Obama later abandoned the idea of hosting elements of the US missle defense system in Central Europe, with the justification that the threat from Iran could now be countered by shorter-range systems. According to a Sept. 19, 2009, statement posted on the website of the US Embassy in Prague, the US Secretary of Defense and Joint Chiefs of Staff recommended to Obama that he revise the Bush Administration’s 2007 plan for missile defense in Europe as part of an ongoing comprehensive review of US missile defenses mandated by Congress.

“The intelligence community now assesses that the threat from Iran’s short- and medium-range ballistic missiles is developing more rapidly than previously projected, while the threat of potential Iranian intercontinental ballistic missile (ICBM) capabilities has been slower to develop than previously estimated,” the statement said, which pointed to technological advances since the Bush Administration formed the plan relating to Central Europe. 

“The new distributed interceptor and sensor architecture also does not require a single, large, fixed European radar that was to be located in the Czech Republic; this approach also uses different interceptor technology than the previous program, removing the need for a single field of 10 ground-based interceptors in Poland. Therefore, the Secretary of Defense recommended that the United States no longer plan to move forward with that architecture,” the statement continued.

Technological capabilities aside, the move was widely seen as a crucial to improving bilateral relations with Moscow.

... New START begins today

The centrepiece of Obama’s speech in Prague was a declaration that because the United States had a “moral responsibility” to work toward securing “a world without nuclear weapons” because it had dropped two atom bombs on Japan in 1945, calling nuclear warheads the “most dangerous legacy of the Cold War.”

The United States and Russia are due to formally inaugurate their new nuclear arms reduction pact today at the 47th Munich Security Conference (MSC), which runs from Feb. 4–6. US Secretary of State Hillary Clinton and her Russian counterpart, Foreign Minister Sergei Lavrov, will formally exchange the final ratification papers for the “New START” treaty — which reduces existing warhead ceilings by 30 percent over the next 10 years and limits each side to 700 deployed long-range missiles and heavy bombers.

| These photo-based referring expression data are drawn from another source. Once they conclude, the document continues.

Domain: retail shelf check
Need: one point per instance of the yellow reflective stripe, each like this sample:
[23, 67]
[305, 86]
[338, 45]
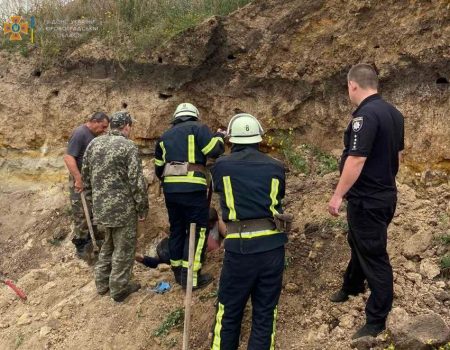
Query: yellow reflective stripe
[175, 263]
[252, 234]
[194, 278]
[211, 144]
[275, 314]
[198, 251]
[161, 144]
[185, 264]
[229, 199]
[218, 327]
[191, 149]
[159, 162]
[187, 179]
[273, 195]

START is an acronym for Strategic Arms Reduction Treaty. New START grew out of US President Barack Obama’s 2009 visit to Prague, where he pledged to work to rid the world of nuclear weapons, and where the treaty was later signed. It limits US and Russian strategic nuclear warheads to 1,550, a reduction from the current cap of 2,200. It also establishes protocols for a monitoring and verification system. Inspections ended when the 1991 START expired on Dec. 5, 2009. The monitoring policy dates back to the administration of US Republican President Ronald Reagan, who used the phrase “trust but verify.”